Failure to Govern: The Case of Temporary Tax Subsidies

COMMENTARY Taxes

Failure to Govern: The Case of Temporary Tax Subsidies

Dec 18th, 2020 2 min read
COMMENTARY BY

Former Senior Policy Analyst, Grover M. Hermann Center

Adam N. Michel focused on tax policy and the federal budget as a Senior Policy Analyst in the Grover M. Hermann Center.
It’s December and a lame-duck Congress is in session. In Washington, this means it’s time to play a game. But the game is rigged. yorkfoto/Getty Images

Key Takeaways

In most cases, the tax subsidies don’t even work as intended.

Even if tax credits did work, periodic temporary extensions are a poor way to construct tax, budget, and economic policy.

By picking winners and losers, these corrupt policies reduce opportunity for individual Americans and businesses that don’t have the ear of their congressman.

It’s December and a lame-duck Congress is in session.
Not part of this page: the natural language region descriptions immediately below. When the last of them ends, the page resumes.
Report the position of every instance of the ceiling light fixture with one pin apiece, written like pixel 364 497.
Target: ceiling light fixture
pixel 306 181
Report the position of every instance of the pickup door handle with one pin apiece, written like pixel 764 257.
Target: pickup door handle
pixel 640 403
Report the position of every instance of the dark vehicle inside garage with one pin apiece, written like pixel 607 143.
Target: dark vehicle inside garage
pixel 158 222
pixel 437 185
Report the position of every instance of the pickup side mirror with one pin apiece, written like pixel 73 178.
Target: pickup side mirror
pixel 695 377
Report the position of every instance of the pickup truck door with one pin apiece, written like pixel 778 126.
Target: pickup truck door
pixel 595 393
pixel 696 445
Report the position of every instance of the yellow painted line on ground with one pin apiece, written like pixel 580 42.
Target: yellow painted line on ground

In Washington, this means it’s time to play a game. But the game is rigged. The winners are lobbyists and the politically well-connected; the losers are you and other American taxpayers.

The game works like this: Congress doles out “temporary” subsidies to prop up politically popular, fledgling industries that claim to need government help “just to get on our feet.” But these temporary subsidies seldom die. Instead, Congress keeps extending them time after time, even after other, newer programs are set up to replace them.

Welcome to the wonderful world of “tax extenders,” where expiring tax subsidies receive a new lease on life.

As this year winds down, lobbyists are working to revive about three dozen due-to-die subsidies, including giveaways for alternative fuels, two special types of vehicles, new solar investments, a tuna cannery in American Samoa, and certain coal owned by American Indian tribes, among others.

In most cases, the tax subsidies don’t even work as intended.

For example, a tax credit to encourage hiring of disadvantaged workers has been repeatedly shown to have no sustained effect on wages or employment. In a survey of 60 businesses that claim the credit, just one firm said the tax credit affected hiring decisions. Yet, between 1996 and today, the “temporary” Work Opportunity Tax Credit has been reauthorized 14 times at a cost of tens of billions of dollars.

Even when Congress tries to make improvements to existing policy, lawmakers can’t seem to make it stick.

In 2017, Congress created Opportunity Zones in an attempt to consolidate and streamline a group of expiring economic development subsidies that had consistently failed to improve community outcomes. Instead of allowing the New Markets Tax Credit and Empowerment Zones to expire as planned, Congress retroactively extended them in 2019, and they are back on the list to be renewed again this year.

Even if tax credits did work, periodic temporary extensions are a poor way to construct tax, budget, and economic policy.

Temporary reauthorizations mask the true cost of what are effectively permanent policy features. They provide an opening for politicians to request patronage from special interests on a semiannual basis and create economic uncertainty.

Often, Congress even waits until the year after the subsidies expire to retroactively reanimate them. Extending taxpayer-funded subsidies for activities performed in previous years, when the credit or deduction was unavailable, can only be described as the work of an irrational economist. Even Congress can’t incentivize investments that have already happened, making the subsidies just a windfall for investors and lobbyists.

Each of these extenders grants an economic privilege, tailored to some group or business interest represented by well-funded lobbyists. By picking winners and losers, these corrupt policies reduce opportunity for individual Americans and businesses that don’t have the ear of their congressman.

To make matters worse, good tax policy often gets held hostage by the bad. For example, last year, more than 70% of the House and Senate signed on to make lower effective tax rates permanent for small producers of beer, wine, and spirits last year—a good move. But instead of passing the bill on its own merits, the popular provision provided cover for the passage of a much longer and less justifiable list of targeted subsidies.

Less than a year later, the current tax extender urgency is again motivated by the popular expiring tax break for craft beverage producers.

In the coming years, Congress will face a growing number of expiring tax cuts. At the end of 2025, taxes are set to increase automatically, costing most Americans $1,000 or more. Rather than spend time and energy renewing a laundry list of narrow, supposedly short-term tax subsidies that benefit only the politically well-connected, Congress should focus on improving and making the tax code permanent for all Americans.